Overwhelmingly, the Pakistani people have responded to the crisis by buying Chinese solar panels. Solar panels now adorn the roofs of homes, small businesses and even neighborhood mosques throughout the country. An expert from the University of Oxford’s Environmental Change Institute called the rate at which solar power is being adopted in Pakistan to be unmatched by anywhere else in the world. (Betsy Joles, “Pakistan Is Tapping into Solar Power at an ‘unprecedented’ Rate. Here’s Why.”)

In June 2025, Reuters reported that Pakistan had increased its solar energy capacity by over three times the global average so far that year and is now one of fewer than 20 countries in the world that source more than a quarter of their electricity from solar power. (reuters.com, June 17)

Experts from Ember, in its 2025 review of China’s energy transition, called China’s clean energy development model a “key engine of economic progress” that, in addition to driving other countries away from fossil fuels, is developing new technology, creating jobs and delivering economic growth.

In 2022, China’s share of patent applications related to clean energy technology was over three times greater than the rest of the world combined. The total solar manufacturing capacity needed globally by 2030 to meet the International Energy Agency’s road map to net-zero emissions by 2050 has already been reached by China alone, and by 2030, China’s solar manufacturing capacity is projected to exceed the IEA’s goal by 65%.

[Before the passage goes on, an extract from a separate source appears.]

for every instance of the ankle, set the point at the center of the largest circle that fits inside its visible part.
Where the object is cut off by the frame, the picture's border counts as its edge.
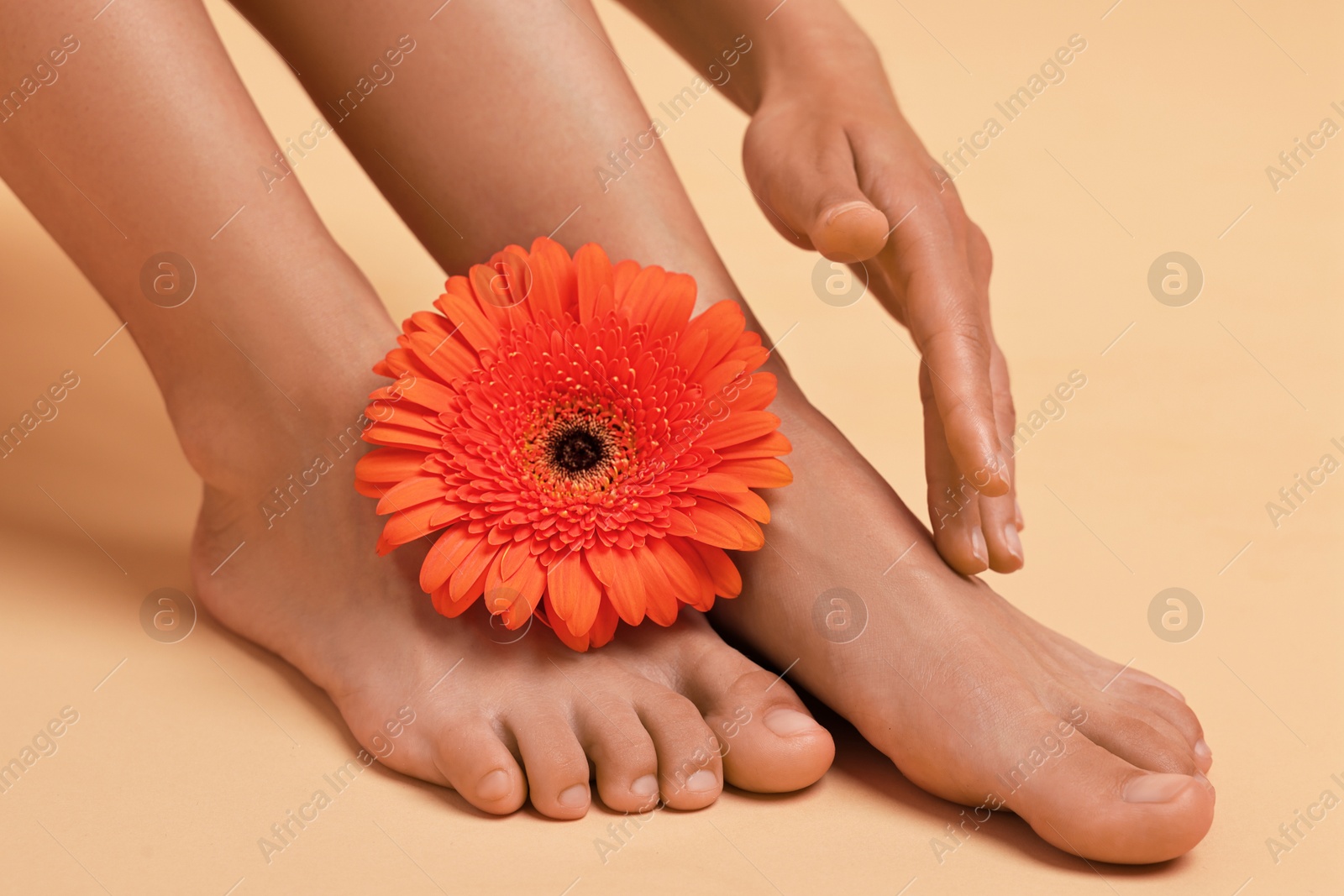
(242, 432)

There is no question that the People’s Republic of China is indispensable to any solution to global climate change, as well as the world’s best and quickest pathway out of the colonial underdevelopment that has kept so much of it in darkness for so many years.

After getting a degree in applied mathematics, Gregory Dunkel worked in data processing until retirement. He is a contributing editor for Workers World and occasionally writes for Haïti-Liberté. He is one of the authors of the book “Haiti: A Slave Revolution.”